Microsoft founder Bill Gates has confirmed that he isn't suffering from a chronic case of iPad envy.
According to Gates, netbooks - rather than tablets - will remain "mainstream" for various tasks requiring the use of an actual physical keyboard.
"You know, I'm a big believer in touch and digital reading, but I still think that some mixture of voice, the pen and a real keyboard - in other words a netbook - will be the mainstream on that," Gates told BNet.
"So, it's not like I sit there and feel the same way I did with iPhone where I say, 'Oh my God, Microsoft didn't aim high enough.'
"It's a nice reader, but there's nothing on the iPad I look at and say, 'Oh, I wish Microsoft had done it.'"
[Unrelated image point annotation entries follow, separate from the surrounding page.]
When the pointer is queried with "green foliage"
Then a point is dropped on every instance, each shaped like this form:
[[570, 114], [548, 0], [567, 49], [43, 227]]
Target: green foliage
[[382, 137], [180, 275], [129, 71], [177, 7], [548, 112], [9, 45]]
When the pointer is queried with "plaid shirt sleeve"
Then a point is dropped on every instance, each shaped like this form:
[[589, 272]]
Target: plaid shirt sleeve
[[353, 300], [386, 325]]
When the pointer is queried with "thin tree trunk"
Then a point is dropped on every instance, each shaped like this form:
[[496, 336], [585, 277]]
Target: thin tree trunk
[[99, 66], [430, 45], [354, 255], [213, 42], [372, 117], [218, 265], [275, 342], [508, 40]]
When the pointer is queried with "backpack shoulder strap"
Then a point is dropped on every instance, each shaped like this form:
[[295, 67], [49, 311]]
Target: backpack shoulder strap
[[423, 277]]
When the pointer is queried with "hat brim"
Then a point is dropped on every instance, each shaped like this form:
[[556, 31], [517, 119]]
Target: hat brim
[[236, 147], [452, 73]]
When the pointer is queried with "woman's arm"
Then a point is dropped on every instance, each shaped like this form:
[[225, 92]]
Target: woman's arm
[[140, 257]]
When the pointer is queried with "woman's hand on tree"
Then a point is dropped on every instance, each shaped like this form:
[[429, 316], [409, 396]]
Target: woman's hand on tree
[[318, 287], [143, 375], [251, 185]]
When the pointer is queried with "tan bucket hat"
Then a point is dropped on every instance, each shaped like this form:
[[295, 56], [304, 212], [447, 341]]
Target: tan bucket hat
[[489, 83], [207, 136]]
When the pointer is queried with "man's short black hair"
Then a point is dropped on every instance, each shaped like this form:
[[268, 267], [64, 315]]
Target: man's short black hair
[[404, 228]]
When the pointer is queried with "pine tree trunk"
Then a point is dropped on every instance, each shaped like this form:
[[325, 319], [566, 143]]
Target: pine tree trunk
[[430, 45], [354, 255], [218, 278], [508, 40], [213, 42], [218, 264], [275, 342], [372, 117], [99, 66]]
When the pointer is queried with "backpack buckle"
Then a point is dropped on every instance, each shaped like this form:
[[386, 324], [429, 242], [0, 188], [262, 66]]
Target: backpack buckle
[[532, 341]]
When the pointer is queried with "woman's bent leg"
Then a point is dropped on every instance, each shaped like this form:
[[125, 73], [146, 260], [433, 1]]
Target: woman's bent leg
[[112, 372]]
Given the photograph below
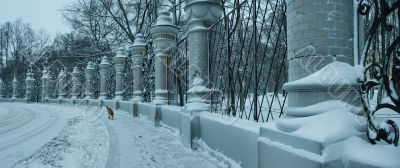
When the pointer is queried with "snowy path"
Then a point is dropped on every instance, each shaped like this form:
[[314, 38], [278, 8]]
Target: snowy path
[[35, 135], [24, 129], [141, 145]]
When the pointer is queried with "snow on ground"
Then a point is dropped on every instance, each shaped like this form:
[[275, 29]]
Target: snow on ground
[[24, 129], [37, 135]]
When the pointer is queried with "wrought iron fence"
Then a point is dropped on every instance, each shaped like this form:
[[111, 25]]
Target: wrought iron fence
[[247, 57], [381, 61]]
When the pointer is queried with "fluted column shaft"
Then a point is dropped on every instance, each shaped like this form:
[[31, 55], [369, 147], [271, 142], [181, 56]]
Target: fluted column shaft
[[89, 81], [75, 83], [164, 34], [119, 60], [138, 50], [104, 68]]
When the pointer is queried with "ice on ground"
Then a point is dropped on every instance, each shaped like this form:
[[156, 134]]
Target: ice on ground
[[71, 138], [81, 144]]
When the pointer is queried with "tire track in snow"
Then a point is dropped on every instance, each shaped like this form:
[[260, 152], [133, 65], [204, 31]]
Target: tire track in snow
[[12, 121], [10, 141]]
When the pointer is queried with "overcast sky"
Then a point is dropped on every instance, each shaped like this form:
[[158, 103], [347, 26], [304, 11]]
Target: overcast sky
[[42, 14]]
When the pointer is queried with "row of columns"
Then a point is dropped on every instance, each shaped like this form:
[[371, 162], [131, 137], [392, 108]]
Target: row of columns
[[201, 15]]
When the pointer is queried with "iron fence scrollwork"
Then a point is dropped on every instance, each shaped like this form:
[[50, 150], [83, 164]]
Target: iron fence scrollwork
[[381, 60]]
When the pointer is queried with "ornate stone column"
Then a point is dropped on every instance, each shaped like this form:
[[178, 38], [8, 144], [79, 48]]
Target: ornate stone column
[[319, 35], [104, 69], [29, 85], [119, 61], [1, 89], [201, 15], [75, 83], [45, 84], [138, 50], [322, 87], [62, 79], [164, 34], [89, 80], [15, 85]]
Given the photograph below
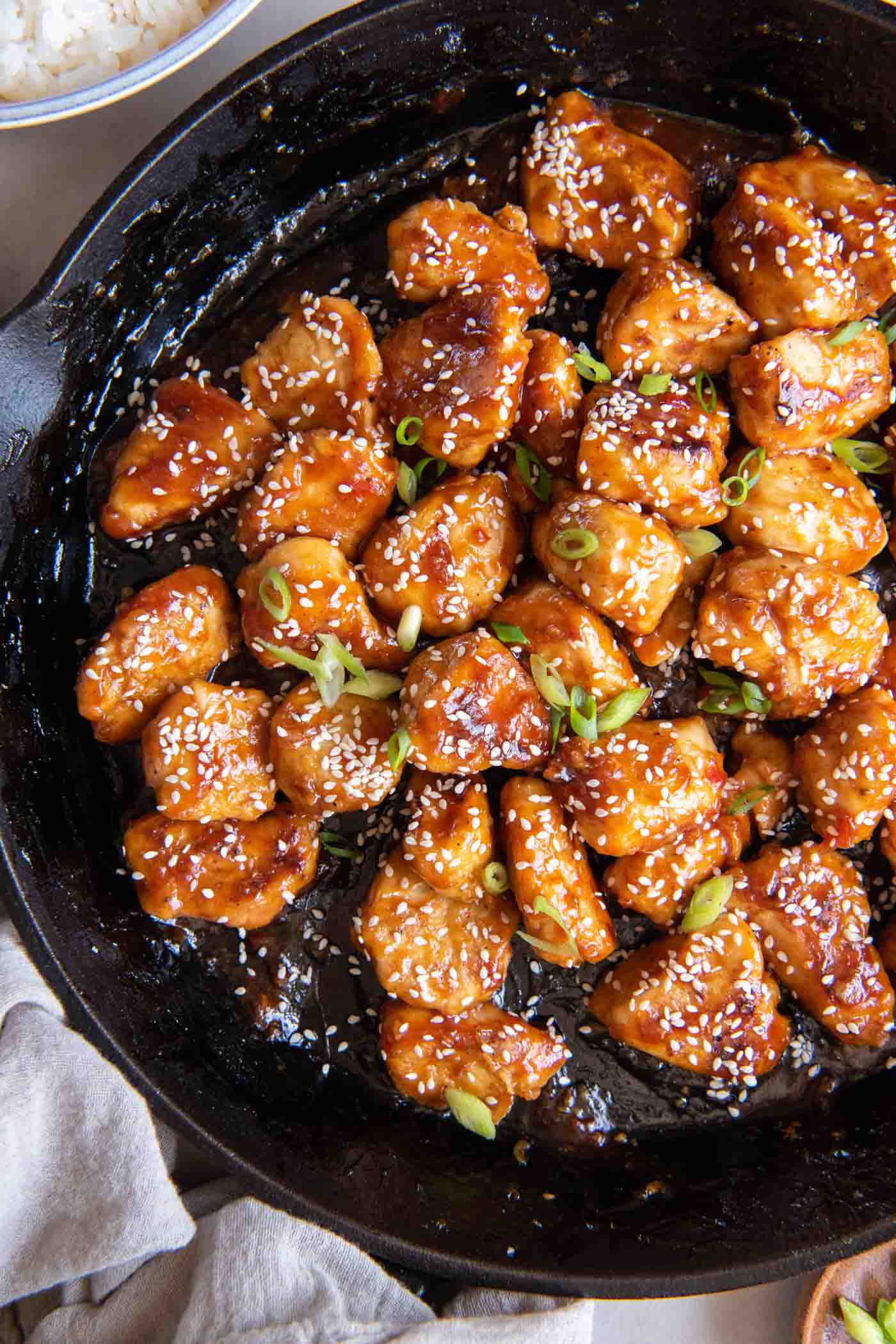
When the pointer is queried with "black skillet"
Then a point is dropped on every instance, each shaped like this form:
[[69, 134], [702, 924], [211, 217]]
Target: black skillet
[[300, 143]]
Meanwhile, Brent Schlender of BNet speculated that the iPad's launch could mark a "pivotal point" after which Apple is perceived as being to "cocksure" for its own good.
"Or, to give Apple a credit, is this simply another example of being so far ahead of the curve that most of us just don't get it? Judging from the trajectories of the iPod and the iPhone, Apple and its developer partners will mend the iPad's flaws sooner than we might expect," opined Schlender.
"Love Apple or loathe it, I'd bet that eventually the combination of flexibility, programmability, connectivity, finger-power, and brute force in the marketplace will make the iPad the first genuine, interactive, high-definition Personal Universal Media Player."